Hormone-Replacement Therapy Linked to Higher Ovarian Cancer Risk

Women in menopause who had hormone-replacement therapy were 38 percent more likely to develop deadly ovarian cancer, according to a Danish study.

Researchers studied nearly one million Danish women between the ages of 50 and 79 and found one more case of ovarian cancer for every 8,300 taking hormone therapy per year. Over the eight-year duration of the study, there were 140 more cases of ovarian cancer diagnosed in women who had hormone therapy, the researchers said.

“Even though this share seems low, ovarian cancer remains highly fatal, so accordingly this risk warrants consideration when deciding whether to use (hormone therapy),” wrote researcher Lina Steinrud Morch and colleagues at Copenhagen University, who conducted the study.

Ovarian cancer can be very difficult to catch early before it spreads and for that reason is often fatal. About 18 out of 100,000 women in the United States are diagnosed each year with ovarian cancer, which claimed the lives of some 15,000 Americans in 2007, according to the American Cancer Society.
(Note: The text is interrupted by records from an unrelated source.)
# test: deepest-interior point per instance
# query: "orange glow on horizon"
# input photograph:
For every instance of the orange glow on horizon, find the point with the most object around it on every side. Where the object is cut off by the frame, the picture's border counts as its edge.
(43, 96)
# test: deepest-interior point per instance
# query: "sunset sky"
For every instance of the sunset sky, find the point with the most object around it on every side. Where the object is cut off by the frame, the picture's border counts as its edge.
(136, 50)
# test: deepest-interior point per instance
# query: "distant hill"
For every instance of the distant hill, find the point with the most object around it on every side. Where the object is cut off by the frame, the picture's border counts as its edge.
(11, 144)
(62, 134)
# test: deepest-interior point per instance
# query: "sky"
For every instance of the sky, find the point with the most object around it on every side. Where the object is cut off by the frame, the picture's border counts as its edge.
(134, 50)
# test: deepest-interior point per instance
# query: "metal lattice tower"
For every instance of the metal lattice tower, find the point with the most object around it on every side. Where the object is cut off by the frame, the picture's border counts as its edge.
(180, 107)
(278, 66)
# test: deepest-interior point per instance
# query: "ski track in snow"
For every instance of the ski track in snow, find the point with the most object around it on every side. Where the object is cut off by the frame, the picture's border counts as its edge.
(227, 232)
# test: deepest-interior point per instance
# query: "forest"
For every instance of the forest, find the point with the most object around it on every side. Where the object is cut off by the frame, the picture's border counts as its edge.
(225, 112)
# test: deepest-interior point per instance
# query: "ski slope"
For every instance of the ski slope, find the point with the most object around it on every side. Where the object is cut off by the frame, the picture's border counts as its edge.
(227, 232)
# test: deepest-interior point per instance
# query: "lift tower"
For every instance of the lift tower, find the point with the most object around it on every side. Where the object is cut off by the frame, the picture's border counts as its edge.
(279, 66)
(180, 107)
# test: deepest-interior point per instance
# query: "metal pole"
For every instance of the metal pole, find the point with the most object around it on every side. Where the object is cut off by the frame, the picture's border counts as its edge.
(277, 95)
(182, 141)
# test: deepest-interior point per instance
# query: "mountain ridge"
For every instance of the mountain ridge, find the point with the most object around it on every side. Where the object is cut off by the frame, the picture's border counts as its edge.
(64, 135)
The exact cause of ovarian cancer is not known, but the hormone estrogen is believed to trigger tumor growth.

Study Finds Increased Risk

Nine percent of the menopausal women in the study were taking hormone therapy at the time they were diagnosed with ovarian cancer, while 22 percent used hormone-replacement therapy before their diagnosis, and 63 percent did not take it. Researchers determined that having used hormone therapy gave women in the study a 38-percent increase in the risk of ovarian cancer compared to non-users.

The increased risks of ovarian cancer were roughly the same regardless of how long the women used the therapy, the formulation of the hormones used, how the therapy was administered, the dose of estrogen used, and other factors, researchers said.

The good news? Researchers said the increased cancer risk had been reduced to near normal about two years after the women stopped hormone-replacement therapy.

In 2002, a study conducted by Women’s Health Initiative had to be halted early after it was found hormone therapy increased the risk of ovarian and breast cancer, stroke, and other serious health problems. Those results caused many women to get off hormone-replacement therapy and dropped sales of drugs used in the treatments by as much as 50 percent.